Que peux-tu dire des femmes que tu as rencontrées avec ton podcast Laisse Béton ?


Laisse béton est un podcast qui existe depuis mars 2022. Son ambition est d’aider les citadins à réaliser leur rêve de vie au vert. Cela vient de mon expérience. J’ai été tellement surprise de la réaction de mes proches quand nous avons voulu déménager, et reste tellement surprise du traiement médiatique de du monde rural. Je faisais déjà du podcast et j’ai voulu avec ce média intime éclairer les gens des villes qui voulaient vivre à la campagne, leur montrer que c’est possible et que ce retour à la terre prend autant de formes qu’il y a de vies. Cela me permettait aussi d’éclairer ma propre histoire et de faire des rencontres. De fait plus de femmes sont venues à moi, cela n’a pas été voulu. J’interroge 3 types de personnes : celles qui ont quitté la ville où qu’elles soient,  des experts de ces sujets, et des gens engagés sur le ou leur monde rural. Je pense au maires, qui montrent la vitalité de monde sans l’idéaliser. 

Ce que je peux dire de ce que je vois au travers de Laisse Béton, c’est que les femmes prennent plus le risque d’entreprendre et de bouger seules. Ce n’est pas simple, il y a des sujets sociaux, financiers, familiaus. Et les femmes sont plus enclines à prendre ces risques là. Je connais des femmes qui ont tout quitté pour s’installer seules, démisionner, je ne vois en revanche aucun homme partir seul.

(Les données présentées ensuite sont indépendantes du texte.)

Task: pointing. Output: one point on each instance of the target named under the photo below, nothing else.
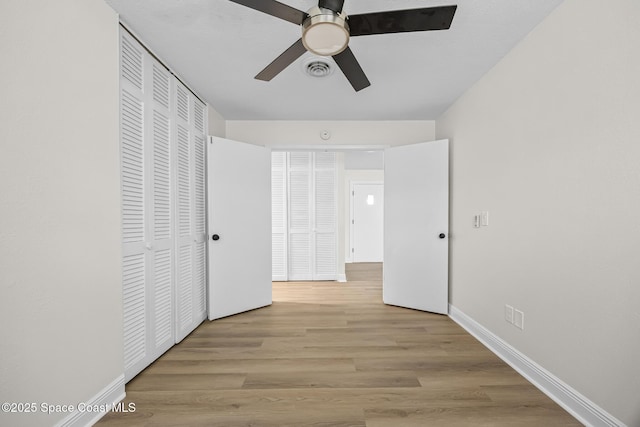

Dirais tu que ces femmes qui y arrivent dans les territoires sont une chance ?


Je mettrais un bémol à cela, et je m’approprie pas cette tournure de phrase ni ce vocabulaire. Pour moi ce n’est pas tant le fait qu’elles arrivent, que le fait qu’elles se mélangent avec ce qui existe déjà. Il faut faire prendre la mayonnaise  et cela passe par le fait de vraiment bien comprendre son terriroire. Et quand je parle de territoire, je parle d’hyperproximité (hameau). On met des années à comprendre les gens en les observant et c’est passionnant.  Des années pour le comprendre. Observe les gens. Comprend que comment vivent ici. Zones 


Si tu avais une ou deux mesures à porter politiquement ?


Il faut accueillir sans juger les porteurs de projets et faire passer le message d’accueillir les femmes comme on le ferait avec un homme. Les outils de formation doivent être les liens d’inrformation doivent circuler.  


Un thème que tu voudrais aborder et dont nous n’avons pas parlé pendant cette interview ? 


On observe en ce moment en Italie, chez les néoagriculteurs, que certaines femmes se retrouvent dans des rôles très conservateurs, souvent avec arrivée enfant elles se retrouves confinées. Il me parait fondamental de pouvoir échanger sur le sujet.